Giving Compass' Take:

• Doug Irving discusses how supportive housing can help keep people with mental illnesses out of jails and receive the help they truly need.  

• The research found that more than 3,300 people in jail could be better served elsewhere. How can policymakers and donors work together on this issue?

• Here's an article on stopping police shootings of people with mental illness disabilities. 


Tanya Beverly thought she could communicate with her television. She heard birds and dogs finishing her thoughts for her. One mistake, one bad decision to go without her pills, landed her in the Los Angeles County Jail. That's where her story begins.

Hundreds of thousands of people like her, with serious mental illnesses, cycle in and out of American jails every year.

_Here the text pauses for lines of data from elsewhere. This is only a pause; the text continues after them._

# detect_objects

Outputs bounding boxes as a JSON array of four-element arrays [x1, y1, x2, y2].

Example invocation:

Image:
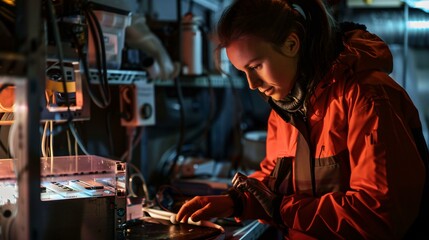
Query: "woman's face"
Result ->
[[226, 33, 299, 100]]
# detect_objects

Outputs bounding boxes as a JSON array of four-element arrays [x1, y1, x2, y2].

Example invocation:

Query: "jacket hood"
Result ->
[[337, 30, 393, 74]]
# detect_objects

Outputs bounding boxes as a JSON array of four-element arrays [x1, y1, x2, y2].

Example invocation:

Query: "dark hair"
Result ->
[[217, 0, 337, 105]]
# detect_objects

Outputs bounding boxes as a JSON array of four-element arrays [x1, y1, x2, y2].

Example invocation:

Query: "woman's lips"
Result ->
[[263, 87, 274, 96]]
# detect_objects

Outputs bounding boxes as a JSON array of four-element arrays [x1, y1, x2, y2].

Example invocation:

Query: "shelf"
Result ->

Sheriffs around the country have complained that their local lockups now double as psychiatric hospitals. By any number of measures—costs, health outcomes, recidivism rates—the system is a failure.

Researchers at RAND have been tracking a different approach in Los Angeles. The effort is still small, compared with the need, but it has helped several thousand people stay in treatment, in housing, and out of trouble. One of them is Tanya Beverly.

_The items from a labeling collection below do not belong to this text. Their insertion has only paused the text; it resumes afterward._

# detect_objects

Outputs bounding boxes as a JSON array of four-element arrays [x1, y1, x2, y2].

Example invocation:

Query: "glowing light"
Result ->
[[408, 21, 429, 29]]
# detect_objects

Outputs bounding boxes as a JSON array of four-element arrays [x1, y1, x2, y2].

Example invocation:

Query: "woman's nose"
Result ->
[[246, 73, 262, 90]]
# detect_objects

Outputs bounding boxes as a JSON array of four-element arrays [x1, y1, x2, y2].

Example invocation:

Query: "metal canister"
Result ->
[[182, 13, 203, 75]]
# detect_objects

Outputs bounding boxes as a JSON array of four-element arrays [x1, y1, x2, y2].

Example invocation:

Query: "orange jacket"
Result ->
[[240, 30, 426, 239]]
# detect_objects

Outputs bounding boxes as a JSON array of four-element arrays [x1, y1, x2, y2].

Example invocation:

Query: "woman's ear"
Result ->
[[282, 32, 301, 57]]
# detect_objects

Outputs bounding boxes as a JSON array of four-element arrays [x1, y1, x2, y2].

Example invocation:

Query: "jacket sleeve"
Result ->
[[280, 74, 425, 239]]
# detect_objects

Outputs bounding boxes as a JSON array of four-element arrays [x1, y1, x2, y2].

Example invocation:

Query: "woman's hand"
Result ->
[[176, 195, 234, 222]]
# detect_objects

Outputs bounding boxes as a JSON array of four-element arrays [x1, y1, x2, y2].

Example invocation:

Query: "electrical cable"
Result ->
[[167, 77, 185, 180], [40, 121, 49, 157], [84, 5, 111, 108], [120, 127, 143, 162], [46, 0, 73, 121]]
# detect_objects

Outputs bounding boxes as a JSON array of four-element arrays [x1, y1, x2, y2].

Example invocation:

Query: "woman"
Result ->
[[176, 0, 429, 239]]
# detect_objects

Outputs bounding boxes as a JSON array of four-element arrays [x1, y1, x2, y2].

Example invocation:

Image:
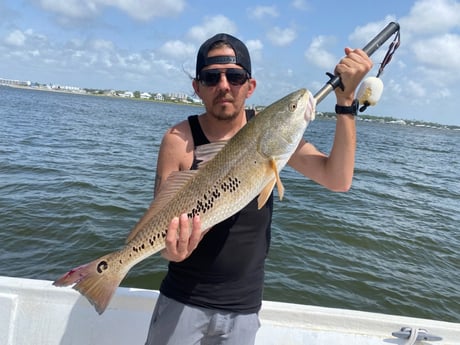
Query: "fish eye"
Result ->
[[289, 103, 297, 111]]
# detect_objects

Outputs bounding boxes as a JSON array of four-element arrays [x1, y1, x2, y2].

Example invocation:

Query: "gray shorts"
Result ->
[[145, 294, 260, 345]]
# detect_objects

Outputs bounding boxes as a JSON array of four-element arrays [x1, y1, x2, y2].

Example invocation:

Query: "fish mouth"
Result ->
[[304, 91, 316, 122]]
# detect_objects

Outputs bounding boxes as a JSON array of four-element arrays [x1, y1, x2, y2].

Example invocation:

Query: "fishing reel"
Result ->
[[356, 30, 400, 112]]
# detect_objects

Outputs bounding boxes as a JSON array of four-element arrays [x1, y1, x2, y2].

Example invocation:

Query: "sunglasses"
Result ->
[[198, 68, 249, 86]]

“If it wasn't for this program,” she says, “I pretty much would have been homeless, out on the streets, trying to find a shelter to go to.”

It's been decades since news exposés and popular portrayals like One Flew Over the Cuckoo's Nest helped inspire a national crusade to deinstitutionalize people with mental illnesses. Fewer than 40,000 people remain in state psychiatric hospitals today. Around ten times that many are in prison or in jail.

They are twice as likely as other inmates to have been homeless. Most have substance-use disorders in addition to their mental health problems. By some estimates, fewer than half get the psychiatric treatment they need behind bars. And when they get out, they are far more likely to commit another crime and cycle right back into the system.